Nessel said she opposes productivity credits, which would allow some incarcerated individuals to earn up to 20% off their minimum sentence by participating in educational, vocational or other rehabilitative programs. The bills are currently being debated in a House committee with some Republicans opposing them.
“I don’t want a situation where you’re telling a victim that a person will serve a certain amount of time, and then it turns out to be significantly less than that,” Nessel said.
“The criminal justice system should revolve first and foremost around the victim and assisting victims to make sure that they get back to a place where they feel whole, but there are ways that we can do that and still ensure that. you know, criminal defendants have opportunities at success later on in life so that they’re not re-victimizing, they’re not reoffending and they, you know, can make the most of programming that is available.”
The following are excerpts from the interview:
Michigan Advance: I know that there has been another proposal put out that would allow municipalities to create gun-free zones. If this policy were to move forward, do you expect that you could see yourself working to make sure that this policy can be implemented within the state by municipalities that choose to create these gun-free zones?
Nessel: I mean, we’ve already seen that. We were supportive of the University of Michigan in their effort to create and maintain a gun-free zone. To me, because you have a situation where guns come from so many different places in so many different fashions. There are so many tools out there that are available. I’m willing to consider partnerships with you know, whoever asked in terms of addressing additional measures in order to address this epidemic of gun violence.
As you hear over and over again, we don’t have to live like this. And we didn’t used to live like this. …What we’ve tried to provide to the Legislature and I’ve made this well known to Speaker [Joe] Tate (D-Detroit), made it well known to [Senate] Majority Leader [Winnie] Brinks (D-Grand Rapids) that to use us as a resource in terms of providing legal assistance in any way we can. Because we want to make sure not just that we have the right laws put in place that will prevent gun violence, but also that they withstand judicial scrutiny.
Michigan Advance: Have you had any further communications with the Michigan State University Board of Trustees regarding releasing the [former gymnastics doctor Larry] Nassar documents?
Nessel: Nope, the last communications that I’m aware of came before that last board meeting, where we were led to believe that they actually were going to release the 6,000-plus emails. And let it be noted, they came to us, not the other way around.
You know, I had closed that case.

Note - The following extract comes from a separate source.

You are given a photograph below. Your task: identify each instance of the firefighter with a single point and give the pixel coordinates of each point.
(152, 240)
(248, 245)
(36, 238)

In criminal law, we call it closing a case without improvement, which is where you don’t satisfactorily close the investigation, but there’s nothing more that you can do. And that was our decision, we had done everything we had taken the case to court. We had a judge say this is attorney-client privilege, which again, if you don’t want us to look at all of the evidence in the case, don’t ask us to do an investigation — which is exactly what happened.
But we were led to believe that this new iteration of the board was going to release those emails which we have long sought, only to find out later that that was not, in fact, true. Now I don’t know what happened. I don’t know if [MSU Board Chair] Dr. [Rema] Vassar thought she had the votes and then turned out not to have the votes. I don’t know what happened. I mean, it’s the right thing for them to do to release those emails and to allow us at long last to complete this investigation.